LOG.info("Deleting old merged index: " + index);

fs.delete(index, true);

}

Indexer indexer = new Indexer(conf);

indexer.index(indexes, crawlDb, linkDb,

Arrays.asList(HadoopFSUtil.getPaths(fstats)));

/*從該方法中可以看出，創建索引所需的文件需要哪些了，分別是crawlDb、lindDb、segments中的內容，當然這是隻是初步的認識，在後面講解每個文件中的哪些子文件被用到了，又有什麼作用，重點是segments中的內容。*/

//Arrays.asList方法是用來獲得諸如E:\out\segments\20120221153925的path數組的。在Indexer

//中的index方法中可以得到體現：

// public void index(Path luceneDir, Path crawlDb,

// Path linkDb, List<Path> segments)

IndexMerger merger = new IndexMerger(conf);

/*上一步產生的indexes文件夾，下面是對indexes的合併，最終產生index索引文件,將重點講解上面的索引過程，下面的索引合併過程有必要的話自己去了解吧。*/

if(indexes != null) {

dedup.dedup(new Path[] { indexes });

fstats = fs.listStatus(indexes, HadoopFSUtil.getPassDirectoriesFilter(fs));

merger.merge(HadoopFSUtil.getPaths(fstats), index, tmpDir);

}

} else {

LOG.warn("No URLs to fetch - check your seed list and URL filters.");

}

if (LOG.isInfoEnabled()) { LOG.info("crawl finished: " + dir); }

}

1.1.4. 分析Indexer的index方法

public void index(Path luceneDir, Path crawlDb,

Path linkDb, List<Path> segments)

/*這個方法運行了一個job，該job用來創建indexes。
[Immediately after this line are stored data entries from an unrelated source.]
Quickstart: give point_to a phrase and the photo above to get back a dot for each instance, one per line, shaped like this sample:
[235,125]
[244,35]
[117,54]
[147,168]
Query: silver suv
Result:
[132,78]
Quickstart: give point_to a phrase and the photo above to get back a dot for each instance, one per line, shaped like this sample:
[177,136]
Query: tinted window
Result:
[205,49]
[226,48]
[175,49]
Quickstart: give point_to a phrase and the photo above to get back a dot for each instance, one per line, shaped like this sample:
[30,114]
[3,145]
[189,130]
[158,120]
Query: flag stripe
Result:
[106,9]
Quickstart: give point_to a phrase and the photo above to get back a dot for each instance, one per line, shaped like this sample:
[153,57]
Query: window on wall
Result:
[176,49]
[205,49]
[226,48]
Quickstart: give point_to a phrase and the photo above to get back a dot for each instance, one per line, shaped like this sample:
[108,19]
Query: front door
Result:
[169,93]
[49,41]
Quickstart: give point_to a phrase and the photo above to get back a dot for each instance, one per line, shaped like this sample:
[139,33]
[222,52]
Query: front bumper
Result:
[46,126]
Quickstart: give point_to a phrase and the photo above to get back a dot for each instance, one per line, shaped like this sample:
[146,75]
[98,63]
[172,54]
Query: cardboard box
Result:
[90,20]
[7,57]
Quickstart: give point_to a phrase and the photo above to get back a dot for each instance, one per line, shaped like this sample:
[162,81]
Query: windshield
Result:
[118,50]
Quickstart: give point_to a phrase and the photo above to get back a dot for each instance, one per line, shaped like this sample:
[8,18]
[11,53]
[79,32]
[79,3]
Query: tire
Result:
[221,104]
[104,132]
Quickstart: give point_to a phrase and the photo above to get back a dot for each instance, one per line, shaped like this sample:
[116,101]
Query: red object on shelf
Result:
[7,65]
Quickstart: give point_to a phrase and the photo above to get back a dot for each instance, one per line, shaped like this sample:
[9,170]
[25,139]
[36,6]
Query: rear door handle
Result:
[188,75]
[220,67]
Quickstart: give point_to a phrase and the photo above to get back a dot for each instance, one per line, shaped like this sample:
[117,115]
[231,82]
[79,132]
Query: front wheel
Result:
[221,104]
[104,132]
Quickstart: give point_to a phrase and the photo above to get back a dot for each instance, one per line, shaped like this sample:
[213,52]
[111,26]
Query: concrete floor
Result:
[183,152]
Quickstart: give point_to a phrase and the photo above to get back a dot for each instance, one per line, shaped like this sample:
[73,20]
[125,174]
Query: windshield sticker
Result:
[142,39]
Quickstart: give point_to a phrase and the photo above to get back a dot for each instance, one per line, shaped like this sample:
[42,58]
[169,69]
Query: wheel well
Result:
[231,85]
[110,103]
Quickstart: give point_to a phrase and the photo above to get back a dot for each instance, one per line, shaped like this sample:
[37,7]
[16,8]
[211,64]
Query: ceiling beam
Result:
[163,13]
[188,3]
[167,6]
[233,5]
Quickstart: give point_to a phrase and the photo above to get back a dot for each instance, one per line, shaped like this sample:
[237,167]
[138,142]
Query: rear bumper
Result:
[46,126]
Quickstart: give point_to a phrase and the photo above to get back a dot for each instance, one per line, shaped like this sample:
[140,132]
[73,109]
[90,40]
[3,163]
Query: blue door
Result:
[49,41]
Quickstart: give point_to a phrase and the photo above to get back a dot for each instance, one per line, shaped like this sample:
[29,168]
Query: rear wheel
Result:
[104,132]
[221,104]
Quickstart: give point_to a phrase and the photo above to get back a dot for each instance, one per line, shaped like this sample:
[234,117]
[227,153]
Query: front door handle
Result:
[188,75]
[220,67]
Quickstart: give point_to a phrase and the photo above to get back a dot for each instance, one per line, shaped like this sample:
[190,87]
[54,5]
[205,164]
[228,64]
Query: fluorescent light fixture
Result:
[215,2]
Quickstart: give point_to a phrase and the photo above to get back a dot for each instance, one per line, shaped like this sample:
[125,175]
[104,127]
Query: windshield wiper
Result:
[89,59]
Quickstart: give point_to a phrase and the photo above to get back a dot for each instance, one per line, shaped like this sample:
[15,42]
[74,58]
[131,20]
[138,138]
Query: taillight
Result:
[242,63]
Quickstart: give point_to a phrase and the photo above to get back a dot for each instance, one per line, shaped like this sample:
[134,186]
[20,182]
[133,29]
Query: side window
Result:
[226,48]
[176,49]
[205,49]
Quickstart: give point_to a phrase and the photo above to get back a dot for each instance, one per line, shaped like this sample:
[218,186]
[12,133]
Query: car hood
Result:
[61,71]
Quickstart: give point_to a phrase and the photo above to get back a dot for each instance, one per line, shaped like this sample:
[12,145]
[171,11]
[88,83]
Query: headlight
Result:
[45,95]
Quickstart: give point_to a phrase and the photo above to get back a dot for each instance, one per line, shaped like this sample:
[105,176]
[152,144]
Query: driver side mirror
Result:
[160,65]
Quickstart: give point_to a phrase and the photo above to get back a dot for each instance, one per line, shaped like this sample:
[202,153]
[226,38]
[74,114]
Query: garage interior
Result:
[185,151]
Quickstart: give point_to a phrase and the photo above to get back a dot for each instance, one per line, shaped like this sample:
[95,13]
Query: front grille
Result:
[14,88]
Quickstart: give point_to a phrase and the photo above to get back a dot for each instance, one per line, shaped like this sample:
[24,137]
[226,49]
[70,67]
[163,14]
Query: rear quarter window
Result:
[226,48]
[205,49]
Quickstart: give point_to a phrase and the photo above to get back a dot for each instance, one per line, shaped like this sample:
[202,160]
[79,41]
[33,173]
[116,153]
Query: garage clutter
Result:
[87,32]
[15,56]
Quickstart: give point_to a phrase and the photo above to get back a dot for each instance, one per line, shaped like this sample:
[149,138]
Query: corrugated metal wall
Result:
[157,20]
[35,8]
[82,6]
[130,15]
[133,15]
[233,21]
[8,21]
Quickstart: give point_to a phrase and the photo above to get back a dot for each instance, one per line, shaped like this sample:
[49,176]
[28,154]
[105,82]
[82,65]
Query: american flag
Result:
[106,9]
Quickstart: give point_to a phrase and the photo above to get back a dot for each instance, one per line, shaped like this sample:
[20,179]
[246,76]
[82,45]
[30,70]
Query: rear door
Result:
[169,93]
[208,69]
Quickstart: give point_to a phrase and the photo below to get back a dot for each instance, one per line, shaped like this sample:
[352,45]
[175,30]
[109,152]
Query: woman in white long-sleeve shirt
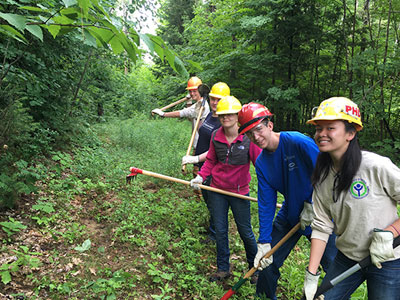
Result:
[355,195]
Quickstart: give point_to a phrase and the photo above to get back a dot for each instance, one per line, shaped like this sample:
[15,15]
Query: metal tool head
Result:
[132,175]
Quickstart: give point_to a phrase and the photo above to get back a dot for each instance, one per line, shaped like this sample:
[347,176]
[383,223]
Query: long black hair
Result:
[349,164]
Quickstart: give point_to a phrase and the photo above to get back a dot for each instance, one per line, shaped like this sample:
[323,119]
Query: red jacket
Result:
[229,165]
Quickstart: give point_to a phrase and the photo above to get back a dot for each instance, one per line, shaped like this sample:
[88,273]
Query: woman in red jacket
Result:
[228,162]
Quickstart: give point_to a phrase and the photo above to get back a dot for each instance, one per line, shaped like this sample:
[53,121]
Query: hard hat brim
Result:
[325,118]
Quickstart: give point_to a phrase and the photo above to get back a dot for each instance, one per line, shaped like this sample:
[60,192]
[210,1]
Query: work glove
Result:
[190,159]
[194,183]
[262,249]
[307,215]
[381,248]
[311,285]
[158,112]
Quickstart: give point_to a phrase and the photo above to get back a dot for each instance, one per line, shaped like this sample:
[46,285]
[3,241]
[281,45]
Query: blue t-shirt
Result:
[288,171]
[206,129]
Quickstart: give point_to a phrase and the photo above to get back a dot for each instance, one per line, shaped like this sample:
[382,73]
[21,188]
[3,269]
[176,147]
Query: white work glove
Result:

要看懂分佈式程序首先得去了解mapreduce*/

throws IOException {

LOG.info("Indexer: starting");

final JobConf job = new NutchJob(getConf());

job.setJobName("index-lucene " + luceneDir);

//該方法中最重要的方法，將在1.1.5中詳解

IndexerMapReduce.initMRJob(crawlDb, linkDb, segments, job);

FileOutputFormat.setOutputPath(job, luceneDir);

//下面就涉及到索引管理了。

LuceneWriter.addFieldOptions("segment", LuceneWriter.STORE.YES, LuceneWriter.INDEX.NO, job);

LuceneWriter.addFieldOptions("digest", LuceneWriter.STORE.YES, LuceneWriter.INDEX.NO, job);

LuceneWriter.addFieldOptions("boost", LuceneWriter.STORE.YES, LuceneWriter.INDEX.NO, job);

NutchIndexWriterFactory.addClassToConf(job, LuceneWriter.class);

JobClient.runJob(job);

LOG.info("Indexer: done");

}

1.1.5. initMRJob方法

public static void initMRJob(Path crawlDb, Path linkDb,

Collection<Path> segments,

JobConf job) {

LOG.info("IndexerMapReduce: crawldb: " + crawlDb);

LOG.info("IndexerMapReduce: linkdb: " + linkDb);

for (final Path segment : segments) {

/*將sgements下的路徑作爲job的文件添加路徑，添加的內容包括（全在segments/xxxxxxx下）：

parse_text

parse_data

crawl_fetch

crawl_parse

這些文件夾下的包含的內容如下：

parse_text:包了網頁中的文本內容，列如博客中的正文內容

parse_data：包含了網頁的一些狀態信息，如：標題、外連接等，以crawlDatum的格式存放。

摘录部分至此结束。